Buladi campaign comes a cropper

TAMLUK, July 8: The litany of woes related to HIV/AIDS continues unabated in the rural fringes of West Bengal. Though, the state health department often claims that its AIDS awareness mascot, Buladi has been a success, but her campaign seems to have fallen flat even in the urban areas of Midnapore East district with the victims of the deadly disease being socially ostracised.

This was proven recently, when a 27-year old woman and her family were ostracised by their neighbours at their village near Kolaghat after she tested HIV positive

This comes at a time when one of the themes of Global AIDS Week of Action (GAWA) in India for this year includes the lack of progress on the HIV Bill 2006. In this regard, the Bengal Network of People Living with HIV/AIDS (BNP+), a state-level network run by and for people living with HIV/AIDS in West Bengal has teamed up with Human Right Law Networks (HRLN) to hasten ratifying the HIV Bill by taking public opinions through seminars and meeting across the state.

According to the family members, the victim, mother of a seven-year-old daughter, was diagnosed to have been infected three months ago and underwent treatment for about 75 days at the Calcutta Medical College and Hospital. She returned home to her parents house near the Kolaghat Thermal Power station on 30 June and was socially ostracised by the neighbours.

Statesman News Service

The victim frequently suffered from diarrhoea along with fever for the last few months and she was admitted to the Calcutta Medical College and Hospital. Her blood was examined at the School of Tropical and Medicine where she tested HIV positive.

“When she was detected as an HIV positive patient, the doctors advised her to return home and take nutritious food by which she would be cured. As the hospital refused to give further treatment to her, we brought her home but after learning details of the disease, we think that she should not be released by the hospital,” the victims husband, who is a contract worker and stays at Haldia said.

The victims parents have also complained that the child is being prevented from attending school by the villagers and the family has to rely on relatives to purchase their daily provisions.
They are even prevented from using the pond outside their home and none of their neighbours speak to them or visit them.
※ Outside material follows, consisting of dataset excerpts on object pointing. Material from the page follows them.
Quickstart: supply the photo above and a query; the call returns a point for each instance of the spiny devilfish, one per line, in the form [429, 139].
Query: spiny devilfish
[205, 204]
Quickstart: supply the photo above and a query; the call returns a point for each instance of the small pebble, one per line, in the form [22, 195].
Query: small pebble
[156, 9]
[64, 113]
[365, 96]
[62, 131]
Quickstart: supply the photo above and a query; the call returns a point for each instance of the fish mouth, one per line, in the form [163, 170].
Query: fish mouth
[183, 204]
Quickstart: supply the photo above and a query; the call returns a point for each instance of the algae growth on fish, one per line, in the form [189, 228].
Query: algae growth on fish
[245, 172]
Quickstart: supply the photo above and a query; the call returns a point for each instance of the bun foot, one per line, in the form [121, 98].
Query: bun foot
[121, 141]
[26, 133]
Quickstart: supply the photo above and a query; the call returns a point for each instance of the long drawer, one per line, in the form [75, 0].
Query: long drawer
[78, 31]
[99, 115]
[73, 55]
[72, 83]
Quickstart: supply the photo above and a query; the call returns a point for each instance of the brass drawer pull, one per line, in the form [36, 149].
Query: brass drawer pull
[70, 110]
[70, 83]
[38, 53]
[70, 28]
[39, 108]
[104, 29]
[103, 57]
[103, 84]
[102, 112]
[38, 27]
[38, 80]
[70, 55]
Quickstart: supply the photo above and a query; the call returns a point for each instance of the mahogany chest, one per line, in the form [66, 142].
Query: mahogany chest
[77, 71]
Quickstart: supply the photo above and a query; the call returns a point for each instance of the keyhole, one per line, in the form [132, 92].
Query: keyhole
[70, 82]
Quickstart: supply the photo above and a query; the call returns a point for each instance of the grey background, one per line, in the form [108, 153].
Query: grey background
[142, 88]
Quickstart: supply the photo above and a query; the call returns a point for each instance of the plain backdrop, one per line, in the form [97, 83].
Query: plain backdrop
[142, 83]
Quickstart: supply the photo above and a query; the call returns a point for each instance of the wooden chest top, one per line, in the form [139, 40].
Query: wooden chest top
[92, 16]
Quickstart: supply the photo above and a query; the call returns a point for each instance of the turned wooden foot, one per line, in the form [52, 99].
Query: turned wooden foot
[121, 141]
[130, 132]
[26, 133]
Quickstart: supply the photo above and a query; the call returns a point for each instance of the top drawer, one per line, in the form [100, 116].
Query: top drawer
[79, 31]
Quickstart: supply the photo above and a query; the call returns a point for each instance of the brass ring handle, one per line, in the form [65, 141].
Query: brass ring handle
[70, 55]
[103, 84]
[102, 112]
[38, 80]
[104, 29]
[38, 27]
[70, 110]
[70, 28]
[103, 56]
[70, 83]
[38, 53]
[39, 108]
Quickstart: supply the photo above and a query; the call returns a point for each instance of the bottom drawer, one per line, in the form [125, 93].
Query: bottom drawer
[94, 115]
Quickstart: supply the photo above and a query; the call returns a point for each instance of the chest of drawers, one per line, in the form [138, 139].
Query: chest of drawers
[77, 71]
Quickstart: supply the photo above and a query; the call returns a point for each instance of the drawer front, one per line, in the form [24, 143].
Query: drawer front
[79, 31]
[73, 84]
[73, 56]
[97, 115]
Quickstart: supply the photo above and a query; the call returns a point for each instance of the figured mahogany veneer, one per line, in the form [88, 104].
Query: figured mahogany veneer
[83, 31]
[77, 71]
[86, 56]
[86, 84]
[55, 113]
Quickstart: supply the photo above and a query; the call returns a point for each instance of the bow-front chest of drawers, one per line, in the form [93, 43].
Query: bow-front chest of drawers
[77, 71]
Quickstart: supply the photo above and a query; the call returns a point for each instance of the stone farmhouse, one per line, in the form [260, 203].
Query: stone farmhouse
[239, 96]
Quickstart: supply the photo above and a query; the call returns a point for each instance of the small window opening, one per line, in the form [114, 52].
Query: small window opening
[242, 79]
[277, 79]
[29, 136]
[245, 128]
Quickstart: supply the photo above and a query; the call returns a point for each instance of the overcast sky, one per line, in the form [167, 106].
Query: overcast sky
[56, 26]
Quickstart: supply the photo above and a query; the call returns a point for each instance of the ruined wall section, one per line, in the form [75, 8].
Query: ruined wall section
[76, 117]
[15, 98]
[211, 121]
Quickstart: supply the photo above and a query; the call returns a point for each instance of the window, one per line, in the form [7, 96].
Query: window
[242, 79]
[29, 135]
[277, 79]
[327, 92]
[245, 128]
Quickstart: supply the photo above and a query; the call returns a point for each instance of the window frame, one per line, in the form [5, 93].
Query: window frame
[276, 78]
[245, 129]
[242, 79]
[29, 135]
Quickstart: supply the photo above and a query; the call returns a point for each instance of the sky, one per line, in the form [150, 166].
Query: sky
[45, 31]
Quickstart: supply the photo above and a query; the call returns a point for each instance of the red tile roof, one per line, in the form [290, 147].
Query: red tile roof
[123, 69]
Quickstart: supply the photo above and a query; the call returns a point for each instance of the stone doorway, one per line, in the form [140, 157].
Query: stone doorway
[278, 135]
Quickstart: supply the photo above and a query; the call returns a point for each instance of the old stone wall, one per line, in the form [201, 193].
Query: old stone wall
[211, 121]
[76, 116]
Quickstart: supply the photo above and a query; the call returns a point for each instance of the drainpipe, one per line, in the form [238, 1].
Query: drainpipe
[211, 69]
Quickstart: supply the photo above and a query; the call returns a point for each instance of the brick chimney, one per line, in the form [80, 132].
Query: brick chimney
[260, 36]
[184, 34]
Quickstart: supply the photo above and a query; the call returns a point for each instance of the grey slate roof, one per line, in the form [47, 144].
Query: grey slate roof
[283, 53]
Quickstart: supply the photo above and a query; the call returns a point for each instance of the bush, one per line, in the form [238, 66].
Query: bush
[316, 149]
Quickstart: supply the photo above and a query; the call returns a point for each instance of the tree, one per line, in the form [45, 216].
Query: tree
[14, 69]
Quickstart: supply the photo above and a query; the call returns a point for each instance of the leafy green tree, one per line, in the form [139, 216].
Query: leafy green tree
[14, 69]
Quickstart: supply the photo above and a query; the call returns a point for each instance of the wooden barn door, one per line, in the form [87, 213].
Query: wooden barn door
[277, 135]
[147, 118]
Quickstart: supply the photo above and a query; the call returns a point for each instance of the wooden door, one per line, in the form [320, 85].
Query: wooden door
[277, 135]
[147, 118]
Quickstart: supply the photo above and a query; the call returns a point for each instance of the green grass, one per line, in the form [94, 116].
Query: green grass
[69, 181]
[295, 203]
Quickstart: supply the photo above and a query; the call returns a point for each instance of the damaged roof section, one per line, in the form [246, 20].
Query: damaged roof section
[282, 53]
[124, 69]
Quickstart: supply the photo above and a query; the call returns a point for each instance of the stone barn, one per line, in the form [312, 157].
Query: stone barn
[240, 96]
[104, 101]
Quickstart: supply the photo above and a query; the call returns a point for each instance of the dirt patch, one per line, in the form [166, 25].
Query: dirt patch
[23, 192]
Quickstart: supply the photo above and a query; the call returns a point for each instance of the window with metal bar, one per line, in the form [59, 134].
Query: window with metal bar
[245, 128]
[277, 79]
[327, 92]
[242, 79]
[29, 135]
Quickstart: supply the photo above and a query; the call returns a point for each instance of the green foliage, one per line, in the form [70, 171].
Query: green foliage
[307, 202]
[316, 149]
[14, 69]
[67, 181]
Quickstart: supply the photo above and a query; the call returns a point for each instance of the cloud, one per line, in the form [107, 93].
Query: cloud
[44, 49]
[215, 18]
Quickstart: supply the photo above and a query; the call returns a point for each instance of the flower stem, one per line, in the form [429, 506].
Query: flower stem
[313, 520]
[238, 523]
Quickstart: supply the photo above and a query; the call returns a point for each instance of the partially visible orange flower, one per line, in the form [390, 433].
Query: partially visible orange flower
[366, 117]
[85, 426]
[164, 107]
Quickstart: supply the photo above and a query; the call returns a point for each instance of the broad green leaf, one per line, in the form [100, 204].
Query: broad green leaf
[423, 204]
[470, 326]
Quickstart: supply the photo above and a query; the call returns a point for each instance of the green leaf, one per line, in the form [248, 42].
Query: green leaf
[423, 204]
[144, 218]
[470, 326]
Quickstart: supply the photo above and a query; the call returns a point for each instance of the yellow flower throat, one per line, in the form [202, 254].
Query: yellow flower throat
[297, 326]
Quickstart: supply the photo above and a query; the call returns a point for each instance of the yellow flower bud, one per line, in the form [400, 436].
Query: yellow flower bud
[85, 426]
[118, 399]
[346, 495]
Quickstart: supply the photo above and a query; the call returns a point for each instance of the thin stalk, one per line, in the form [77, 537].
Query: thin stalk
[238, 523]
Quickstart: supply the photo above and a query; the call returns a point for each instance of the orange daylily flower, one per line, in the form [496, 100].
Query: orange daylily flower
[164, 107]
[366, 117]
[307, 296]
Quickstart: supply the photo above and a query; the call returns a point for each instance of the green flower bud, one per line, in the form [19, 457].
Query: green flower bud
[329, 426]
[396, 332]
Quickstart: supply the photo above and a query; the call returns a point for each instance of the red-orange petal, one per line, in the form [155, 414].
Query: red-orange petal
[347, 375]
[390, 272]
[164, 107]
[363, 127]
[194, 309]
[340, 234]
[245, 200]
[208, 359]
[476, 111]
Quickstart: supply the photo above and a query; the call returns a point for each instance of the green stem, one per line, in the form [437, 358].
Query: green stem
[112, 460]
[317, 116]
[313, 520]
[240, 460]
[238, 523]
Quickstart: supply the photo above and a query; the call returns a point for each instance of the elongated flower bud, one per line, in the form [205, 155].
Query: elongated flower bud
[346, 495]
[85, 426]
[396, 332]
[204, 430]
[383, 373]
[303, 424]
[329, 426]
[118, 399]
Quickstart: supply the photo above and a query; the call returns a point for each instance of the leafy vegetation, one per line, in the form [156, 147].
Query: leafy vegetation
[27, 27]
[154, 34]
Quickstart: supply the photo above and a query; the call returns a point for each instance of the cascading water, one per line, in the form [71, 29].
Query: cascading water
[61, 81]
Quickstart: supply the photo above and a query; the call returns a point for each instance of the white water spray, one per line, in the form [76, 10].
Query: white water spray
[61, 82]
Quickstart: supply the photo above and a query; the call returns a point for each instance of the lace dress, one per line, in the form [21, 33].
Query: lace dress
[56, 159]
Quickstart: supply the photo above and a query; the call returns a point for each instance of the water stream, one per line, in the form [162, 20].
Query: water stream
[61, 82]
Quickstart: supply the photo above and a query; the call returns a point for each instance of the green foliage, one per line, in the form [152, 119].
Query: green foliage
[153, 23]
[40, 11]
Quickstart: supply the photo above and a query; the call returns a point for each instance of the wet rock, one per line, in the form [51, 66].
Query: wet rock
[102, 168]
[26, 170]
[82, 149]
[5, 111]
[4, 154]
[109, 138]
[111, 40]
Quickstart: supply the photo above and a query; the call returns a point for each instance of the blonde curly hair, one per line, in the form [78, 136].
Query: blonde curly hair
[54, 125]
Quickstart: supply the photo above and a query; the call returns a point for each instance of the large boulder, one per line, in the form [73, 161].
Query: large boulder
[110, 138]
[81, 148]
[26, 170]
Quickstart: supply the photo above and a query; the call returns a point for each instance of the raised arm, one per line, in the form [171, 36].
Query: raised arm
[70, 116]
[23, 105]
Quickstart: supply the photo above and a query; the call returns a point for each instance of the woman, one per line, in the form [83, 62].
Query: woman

When asked about the matter, the chief medical officer of health Mr Rabi Kinkar Nayek said: “After hearing about the incident, I had sent my block medical officer of health to the victims house and asked him to submit a report to me. In the meantime, he has organised a meeting there and tried to motivate the people so that they don’t socially ostracise the family further”.

Mr Tarit Chakraborty, president of Bengal Network said, “I have collected the details of the case and asked the president of our local unit to establish communication with the victim. We will try our best to ensure that the victim can lead a normal life and get proper treatment and facilities from the health department.”